Homework 2
Due Date : Thursday September 27
Total Points : 100 pts
You must work on this assignment with one or two other students. You should
work together on all parts of the assignment, but submit only one set
of solutions. If you each work on part, then you each only learn part
of the material. Please be sure to write all names on the submitted
solutions.
Submission Instructions: Use a word processor or latex and submit a pdf of your
solutions on Sakai sakai.duke.edu.
Hand-written or scanned homeworks will not be accepted.
Grades will be returned on Sakai.
Note: Copying material from Wikipedia, other online sources, or
any source will not be tolerated. This form of plagiarism has
occurred in the past, and penalties for violating the Duke Community
Standard will be severe.
Part I (Appendix C, Chapters 3) (60 points)
Please refer to the textbook - Computer Architecture : A Quantitative Approach
by Hennesey & Patterson, 5th edition for these problems.
Do not use the 4th edition problems as most of them have been changed.
- (5 pts) H&P C.7
- (5 pts) H&P 3.2
- (5 pts) H&P 3.3
- (5 pts) H&P 3.5
- (5 pts) H&P 3.6
- (10 pts) H&P 3.11
- (15 pts) H&P 3.12
- (10 pts) H&P 3.17
Part II (40 points)
Start with the sim-safe simulator.
The main loop of the simulator, sim_main(), executes each instruction in-order and increments the cycle counter by one.

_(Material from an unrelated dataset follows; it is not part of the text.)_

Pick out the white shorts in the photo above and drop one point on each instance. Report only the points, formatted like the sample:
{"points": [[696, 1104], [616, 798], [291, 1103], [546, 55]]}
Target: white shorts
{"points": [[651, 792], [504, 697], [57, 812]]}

Note that sim-safe does NOT model the timing of the execution - it only models the functional effects of each instruction.
To model timing, you'll have to modify sim-safe.c to count how many cycles have elapsed during each iteration of sim_main().
Run all experiments with the three benchmarks (anagram, gcc and go).
- Performance:
Assume your processor is a 4-wide, in-order superscalar (i.e., can execute a maximum of 4 instructions per cycle).
Ignoring data dependencies and assuming no hazards of any kind, what is its performance (i.e., how many cycles does it take to run)?
- Data hazards:
Now assume that the processor cannot execute data dependent instructions in the same cycle.
For example, if an instruction writes to register 2, then no subsequent instruction (in program order) that
reads register 2 can execute in the same cycle (it must wait until the next cycle). How does this affect performance?
Note that this question is independent of the pipeline length.
- Structural hazards:
Now assume that the L1 data cache has only one port and thus the processor can only execute at most one memory operation (load or store) per cycle.
How does this affect its performance?
- Control hazards:
Now further assume that the processor has a 9-stage pipeline.
The result of a conditional branch (i.e., taken or not-taken) is computed in stage 7.
The processor statically predicts all conditional branches as not-taken and continues fetching
from the instruction after the branch (the fall-through instruction). If the branch is indeed not-taken,
then there is no penalty. If the branch is taken, then all instructions after the branch are squashed and
fetching resumes from the instruction immediately from the branch destination. How does this affect performance?
Submit: You will submit the version of sim-safe.c that incorporates all three issues raised in parts (b), (c) , and (d).
Make sure your code changes are properly commented.